A.G. : A mes yeux, il y a quatre domaines sur lesquels se concentrer principalement. Tout d’abord, le travail à distance : toute entreprise cherche aujourd’hui des solutions pour maintenir son activité sans personnel sur le terrain. Ensuite, les nombreux cas de rupture des chaînes d'approvisionnement et de pénurie de matériel, ont montré l’importance de la planification de la production et de l'optimisation de la chaîne d'approvisionnement. Cette dernière se doit d’être connectée de manière transparente à tous les acteurs des chaînes d'approvisionnement.

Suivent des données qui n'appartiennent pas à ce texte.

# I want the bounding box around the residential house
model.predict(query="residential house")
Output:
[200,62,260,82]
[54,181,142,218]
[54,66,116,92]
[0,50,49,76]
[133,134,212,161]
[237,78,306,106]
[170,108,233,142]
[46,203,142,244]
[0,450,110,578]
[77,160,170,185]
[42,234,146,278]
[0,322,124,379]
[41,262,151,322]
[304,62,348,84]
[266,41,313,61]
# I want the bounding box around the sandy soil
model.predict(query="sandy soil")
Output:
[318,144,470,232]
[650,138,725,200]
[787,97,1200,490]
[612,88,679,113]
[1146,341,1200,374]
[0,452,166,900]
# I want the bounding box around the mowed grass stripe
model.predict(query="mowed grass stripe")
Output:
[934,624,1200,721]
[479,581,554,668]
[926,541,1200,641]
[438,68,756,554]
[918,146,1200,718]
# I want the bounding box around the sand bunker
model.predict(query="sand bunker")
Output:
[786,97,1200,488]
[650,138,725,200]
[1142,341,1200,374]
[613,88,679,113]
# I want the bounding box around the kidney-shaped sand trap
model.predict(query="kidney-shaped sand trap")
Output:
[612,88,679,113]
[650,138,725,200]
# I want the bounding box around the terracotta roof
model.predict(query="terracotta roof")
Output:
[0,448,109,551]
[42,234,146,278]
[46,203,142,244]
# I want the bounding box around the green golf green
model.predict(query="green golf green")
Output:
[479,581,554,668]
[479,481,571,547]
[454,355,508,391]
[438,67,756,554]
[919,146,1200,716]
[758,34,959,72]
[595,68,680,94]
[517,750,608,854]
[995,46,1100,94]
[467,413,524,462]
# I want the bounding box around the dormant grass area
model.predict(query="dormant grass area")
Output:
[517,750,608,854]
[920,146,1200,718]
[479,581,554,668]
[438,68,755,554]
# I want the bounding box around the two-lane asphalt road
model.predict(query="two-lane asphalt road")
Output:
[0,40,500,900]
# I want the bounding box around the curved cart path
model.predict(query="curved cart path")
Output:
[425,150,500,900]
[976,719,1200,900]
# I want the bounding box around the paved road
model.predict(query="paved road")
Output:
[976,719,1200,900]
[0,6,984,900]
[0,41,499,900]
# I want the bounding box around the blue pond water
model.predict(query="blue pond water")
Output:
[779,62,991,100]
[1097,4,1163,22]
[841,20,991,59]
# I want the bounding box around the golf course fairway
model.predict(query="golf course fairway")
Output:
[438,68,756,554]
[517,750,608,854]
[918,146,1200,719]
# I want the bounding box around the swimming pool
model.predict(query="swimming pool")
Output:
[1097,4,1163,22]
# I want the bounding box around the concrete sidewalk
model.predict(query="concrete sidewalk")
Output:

Je citerais également la robotique, tout particulièrement, les systèmes robotiques autonomes qui se développent de plus en plus grâce aux modèles de services flexibles. Les organisations se sont habituées à utiliser des logiciels ou des infrastructures as-a-service, alors pourquoi pas des robots ? Ces derniers permettent d'innover et de mettre à niveau ses lignes de production de manière stable et cohérente.

Un autre domaine sur lequel se concentrer est celui des jumeaux numériques, qui permettent le jumelage ou la création de copies numériques de ses produits ou la modélisation des lignes de production ou de l'usine entière.
Enfin, bien que ce ne soit pas vraiment un domaine mais plutôt un outil, la 5G me paraît aujourd’hui essentielle pour les applications modernes en temps réel et hautement fiables.

Toutefois, si tous ces éléments permettent d’améliorer le processus de base, ils créent aussi une forte pression sur les modèles informatiques.  Une telle stratégie entraîne de nouveaux défis en termes de maîtrise de l'intégration des équipements industriels existants, de cybersécurité de ces équipements et de préparation des données. Pour assurer la continuité numérique et permettre la collaboration, une convergence IT/OT efficace sera essentielle. Nous devons donc nous assurer que l'entreprise soutient correctement ces domaines, d’une part grâce à la convergence des technologies de l'information et des processus opérationnels, d’autre part par sa gouvernance et sa culture d'entreprise.

Quels sont les défis qui requièrent une attention particulière lors de la numérisation d'une industrie ?

A.G. : Selon une étude de PWC[2], seulement 6% des organisations industrielles considèrent que leurs usines sont " entièrement numérisées ". Il y a donc de la marge !
Comme je le disais précédemment, je pense que le principal défi réside dans la convergence IT/OT. Les entreprises doivent construire des capacités hybrides. Les organisations ne sont tout simplement pas préparées à intégrer les initiatives de l'usine intelligente dans leur systèmes existants.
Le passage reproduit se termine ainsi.